もう一つ付け加えるならば、それらを担っているのが、40代から50代という私と近い世代だということにも驚いた。同時に、それより若い世代でもハリウッド映画に偏って語られている場合が少なくない。いったい、どうしてこういう状況になっているのかと疑問を感じずにいられなかった。

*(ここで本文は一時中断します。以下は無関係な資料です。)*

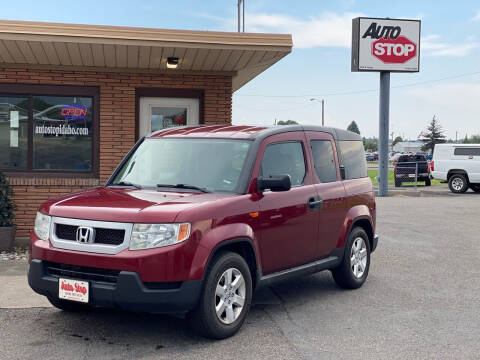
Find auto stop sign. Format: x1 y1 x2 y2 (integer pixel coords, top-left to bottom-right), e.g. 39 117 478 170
352 18 420 72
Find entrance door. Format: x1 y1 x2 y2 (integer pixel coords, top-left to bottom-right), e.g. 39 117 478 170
139 97 199 137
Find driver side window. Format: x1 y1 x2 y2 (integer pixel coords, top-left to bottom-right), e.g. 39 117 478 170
260 142 306 186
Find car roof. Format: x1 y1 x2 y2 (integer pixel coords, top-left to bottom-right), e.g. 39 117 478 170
147 125 362 140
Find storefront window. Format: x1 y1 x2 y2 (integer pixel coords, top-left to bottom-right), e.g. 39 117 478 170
0 96 29 170
33 96 93 171
0 84 99 177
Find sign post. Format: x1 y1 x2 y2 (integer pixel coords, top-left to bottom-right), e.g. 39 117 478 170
352 17 420 196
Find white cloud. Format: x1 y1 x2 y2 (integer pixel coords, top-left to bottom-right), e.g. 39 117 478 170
421 35 480 56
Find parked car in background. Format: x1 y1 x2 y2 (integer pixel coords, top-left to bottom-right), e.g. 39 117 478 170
393 154 431 187
431 144 480 193
28 125 378 339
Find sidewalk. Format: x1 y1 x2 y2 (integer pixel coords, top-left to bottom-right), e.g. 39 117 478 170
0 260 51 309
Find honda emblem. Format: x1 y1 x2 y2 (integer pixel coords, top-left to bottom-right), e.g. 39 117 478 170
76 226 95 244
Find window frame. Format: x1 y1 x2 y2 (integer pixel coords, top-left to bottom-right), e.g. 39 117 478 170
0 83 100 178
257 140 308 191
453 146 480 156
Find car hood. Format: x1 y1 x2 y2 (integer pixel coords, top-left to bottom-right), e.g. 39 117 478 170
40 187 234 223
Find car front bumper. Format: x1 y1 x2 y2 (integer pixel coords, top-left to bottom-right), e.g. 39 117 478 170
370 234 378 252
28 259 203 313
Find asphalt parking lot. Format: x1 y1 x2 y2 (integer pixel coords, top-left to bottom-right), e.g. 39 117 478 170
0 193 480 360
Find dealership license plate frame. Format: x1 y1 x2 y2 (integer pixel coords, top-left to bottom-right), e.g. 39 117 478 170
58 278 90 304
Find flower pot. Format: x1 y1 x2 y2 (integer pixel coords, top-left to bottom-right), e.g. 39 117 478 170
0 225 17 251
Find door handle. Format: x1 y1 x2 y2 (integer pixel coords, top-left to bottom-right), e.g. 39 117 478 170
307 196 323 210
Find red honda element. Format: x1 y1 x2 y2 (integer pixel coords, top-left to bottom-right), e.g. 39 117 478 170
28 126 378 339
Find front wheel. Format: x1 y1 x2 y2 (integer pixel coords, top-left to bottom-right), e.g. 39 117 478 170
189 252 252 339
448 174 468 194
332 227 370 289
47 296 91 312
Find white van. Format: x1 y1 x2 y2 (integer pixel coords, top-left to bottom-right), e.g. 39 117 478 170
431 144 480 193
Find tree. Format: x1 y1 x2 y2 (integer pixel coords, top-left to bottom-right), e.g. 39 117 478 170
392 136 403 146
421 115 446 154
463 134 480 144
0 172 15 227
277 120 298 125
347 120 360 135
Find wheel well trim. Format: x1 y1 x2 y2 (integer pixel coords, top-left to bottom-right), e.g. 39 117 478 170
347 215 375 249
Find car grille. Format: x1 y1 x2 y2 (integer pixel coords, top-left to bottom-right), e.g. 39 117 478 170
55 224 125 245
44 261 120 284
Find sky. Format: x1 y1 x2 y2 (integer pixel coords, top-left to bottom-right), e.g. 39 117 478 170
0 0 480 139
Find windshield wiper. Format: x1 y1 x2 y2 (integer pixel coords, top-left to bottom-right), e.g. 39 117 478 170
112 180 142 190
157 184 210 193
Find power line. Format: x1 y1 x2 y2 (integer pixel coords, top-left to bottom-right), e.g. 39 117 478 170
236 71 480 98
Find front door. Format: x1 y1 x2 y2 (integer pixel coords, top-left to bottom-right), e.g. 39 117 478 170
139 97 199 137
256 131 318 275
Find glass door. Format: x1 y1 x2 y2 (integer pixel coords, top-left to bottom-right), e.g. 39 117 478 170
139 97 199 137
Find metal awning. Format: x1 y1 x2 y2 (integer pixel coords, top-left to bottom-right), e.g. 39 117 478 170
0 20 292 91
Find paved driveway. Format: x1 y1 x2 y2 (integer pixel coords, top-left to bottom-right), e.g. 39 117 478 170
0 193 480 360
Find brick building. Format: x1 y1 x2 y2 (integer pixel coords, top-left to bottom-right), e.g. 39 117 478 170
0 21 292 237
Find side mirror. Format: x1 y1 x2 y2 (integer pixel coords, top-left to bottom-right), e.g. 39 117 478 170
340 165 345 180
257 175 292 192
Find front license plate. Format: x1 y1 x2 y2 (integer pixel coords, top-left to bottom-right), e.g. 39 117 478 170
58 278 88 303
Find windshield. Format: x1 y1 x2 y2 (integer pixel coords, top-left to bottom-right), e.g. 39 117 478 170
110 138 250 192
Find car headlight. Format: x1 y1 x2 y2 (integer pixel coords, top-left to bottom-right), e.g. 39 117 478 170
130 224 190 250
33 212 52 240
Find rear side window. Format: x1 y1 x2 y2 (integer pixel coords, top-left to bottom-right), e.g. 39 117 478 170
310 140 337 183
453 148 480 156
261 142 305 186
339 141 367 179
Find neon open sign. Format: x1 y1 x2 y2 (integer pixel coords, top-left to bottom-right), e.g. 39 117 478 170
60 105 87 120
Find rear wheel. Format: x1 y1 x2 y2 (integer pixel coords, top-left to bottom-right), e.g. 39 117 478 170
470 184 480 192
47 296 91 312
332 227 370 289
189 252 252 339
448 174 468 194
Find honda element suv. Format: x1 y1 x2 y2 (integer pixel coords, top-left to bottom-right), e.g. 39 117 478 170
28 126 378 339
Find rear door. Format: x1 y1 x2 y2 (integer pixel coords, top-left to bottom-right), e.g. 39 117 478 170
253 131 318 274
306 131 346 259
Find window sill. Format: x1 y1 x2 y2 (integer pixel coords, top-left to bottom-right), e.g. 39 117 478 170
5 173 100 187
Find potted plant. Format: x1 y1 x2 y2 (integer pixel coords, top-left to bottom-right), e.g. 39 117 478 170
0 172 16 251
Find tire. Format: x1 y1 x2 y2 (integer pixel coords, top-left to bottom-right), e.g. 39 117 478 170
47 296 91 312
332 227 370 289
188 252 252 339
448 174 468 194
470 184 480 192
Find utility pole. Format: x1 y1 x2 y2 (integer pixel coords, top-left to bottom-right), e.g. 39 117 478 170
378 71 390 196
310 98 325 126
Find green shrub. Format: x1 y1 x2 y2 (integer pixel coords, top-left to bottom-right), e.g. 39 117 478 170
0 172 15 227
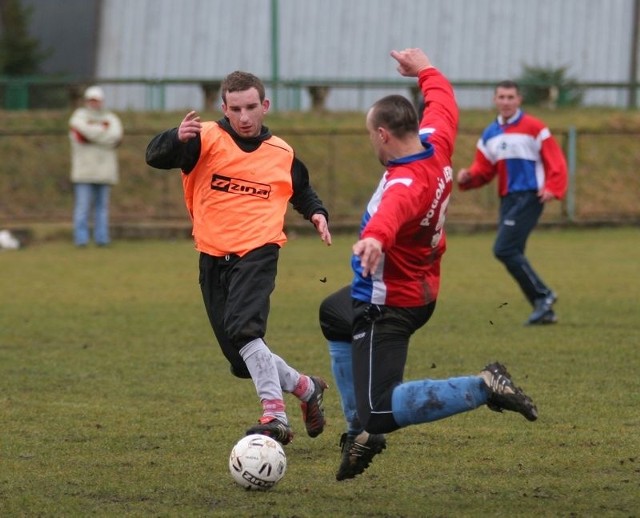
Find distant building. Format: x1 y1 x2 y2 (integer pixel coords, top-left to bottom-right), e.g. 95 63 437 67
18 0 639 110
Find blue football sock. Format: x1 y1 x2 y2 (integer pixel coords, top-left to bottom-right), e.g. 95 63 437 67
391 376 488 427
329 340 362 434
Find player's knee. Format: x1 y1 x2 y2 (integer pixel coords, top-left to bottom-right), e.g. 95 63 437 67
359 413 400 434
231 362 251 379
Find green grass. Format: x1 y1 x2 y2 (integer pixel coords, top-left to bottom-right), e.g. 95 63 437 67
0 232 640 517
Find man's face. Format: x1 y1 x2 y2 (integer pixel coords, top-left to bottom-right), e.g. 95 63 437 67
222 88 269 137
493 87 522 119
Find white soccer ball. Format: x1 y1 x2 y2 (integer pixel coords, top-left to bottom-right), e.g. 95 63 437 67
229 434 287 491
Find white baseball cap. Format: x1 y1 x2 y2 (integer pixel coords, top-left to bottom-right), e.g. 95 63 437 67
84 86 104 101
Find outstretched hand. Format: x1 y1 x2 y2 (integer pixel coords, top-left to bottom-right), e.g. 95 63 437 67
353 237 382 277
391 49 433 77
178 111 202 142
311 212 331 246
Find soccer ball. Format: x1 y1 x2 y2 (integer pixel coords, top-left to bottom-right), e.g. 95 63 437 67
229 434 287 491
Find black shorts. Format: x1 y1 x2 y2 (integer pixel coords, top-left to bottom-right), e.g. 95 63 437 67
199 245 280 378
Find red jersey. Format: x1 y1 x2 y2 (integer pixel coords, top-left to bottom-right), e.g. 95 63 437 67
351 68 458 307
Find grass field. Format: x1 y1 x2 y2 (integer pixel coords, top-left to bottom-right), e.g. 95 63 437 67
0 228 640 517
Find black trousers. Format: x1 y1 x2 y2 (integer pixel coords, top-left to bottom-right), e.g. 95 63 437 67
199 245 280 378
320 286 436 433
493 191 551 305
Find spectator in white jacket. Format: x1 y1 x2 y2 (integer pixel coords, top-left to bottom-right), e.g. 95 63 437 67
69 86 123 247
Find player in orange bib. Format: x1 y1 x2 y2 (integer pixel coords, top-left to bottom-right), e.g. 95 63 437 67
146 71 331 444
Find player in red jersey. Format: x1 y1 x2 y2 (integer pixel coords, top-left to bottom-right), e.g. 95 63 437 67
320 49 537 480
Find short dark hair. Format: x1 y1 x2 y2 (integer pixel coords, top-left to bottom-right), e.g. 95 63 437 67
495 79 520 93
220 70 266 103
370 95 419 138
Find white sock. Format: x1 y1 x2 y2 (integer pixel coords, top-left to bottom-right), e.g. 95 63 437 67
240 338 288 424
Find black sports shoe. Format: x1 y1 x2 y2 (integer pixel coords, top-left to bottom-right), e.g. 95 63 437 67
480 362 538 421
300 376 329 437
336 432 387 480
525 291 558 326
247 416 293 446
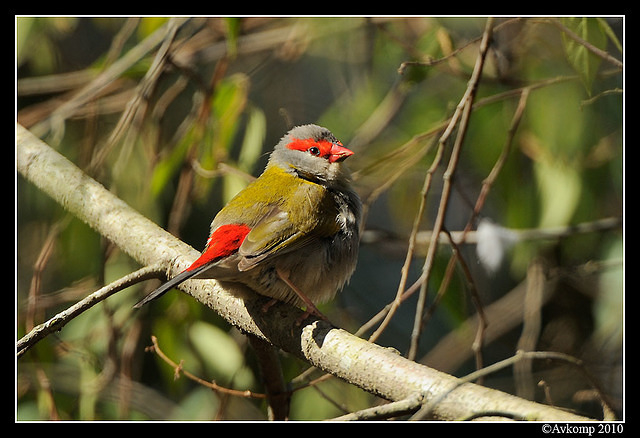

当然ながら、ネットという圧倒的な情報量を持つ世界を覗けば、幾らでも、そうした潮流(ハリウッドや商業性の強い映画を持ち上げる流れ)以外のサイト、ページを見つけることはできる。しかし映画に関する発言・レビュー全般を眺めるならば、メイン・ストリームとでもいうべき、日本に根強く流れる偏向が未だにあるようだと、どうしても感じてしまうのである。これが大手メディアやマスコミとなれば、そうとうひどい。
だから、ひっそりとではあるが、自分でメモのようにでも何か書いていこうと思った次第である。一方では以上の動機から、映画ファンやシネフィルを自称する、特に同世代以上の人々へ向けて。しかしもう一方、よりウエイトを置くべきは、私は映画の何に惹かれているのか、自分へ問うことだ。私にとって映画とは何か。何故ある映画に惹かれ、ある映画には惹かれないのか。恐らく解答はないが、問いはある。これからひっそり(続けられそうなら)続けようと思うのは、そういった類いの文章である。

(続く)

映画に関するささやかな覚書 forSNSonBlog(1)2013年12月06日

ずいぶん前、あるSNS用に映画に関する日記を書き始めた。今は途中で止まっている。これを再開したいと思っていた。
最近またブログを使い始めたので、改めてこちらで少しずつアップしようと思い付いた次第である。
それゆえ当面の内容は、かつて書いた文章に手を入れていく形を取る。また余り疲れないように、加筆・修正は少なくするよう心掛けるため、変な文章がまだまだ残ってしまうかもしれない。
予めお知りおきいただければ幸いである。

  *  *  *

私はいわゆる映画通でもシネフィルでもないけれど、映画を見るのは好きである。たまたまながら、ちょうどあるSNSに入ったころ映画をよく見ていて、そのため「映画日記」というものをあちこちで読ませていただいた。
次に何を見に行こうかなぁ、レンタルしようかなぁ? と、参考にするつもりで気軽に読んでいただけである。しかし、色々と拝読しているうちに違和感を覚えることが多くなってきた。
非常に勉強になる、参考になるものから、全く興味を惹かないもの、更には憤りを抱くものまであって、自分でも一度は映画に関して何か書きたいと思うようになった。

ところで……、
私は文章を書き始めると冗長になるタイプです。こうしてウダウダと書き続けていては先に進みませんね(ーー;) でも、このようにしか書けないので仕方ありません(^^;
また、よく「カタい文章」と言われます。これも仕方ありませんデス(^^;
閑話休題。
はじめに、好きな監督さんを(キリがないので)3人挙げておこう。私の好みが知れて話が分かりやすいだろう。
「今」挙げるなら「現役の」監督さんでは、J-L. ゴダール、D. リンチ、M. ハネケである。(←亡くなった方やハネケさんより若い方は除きました。)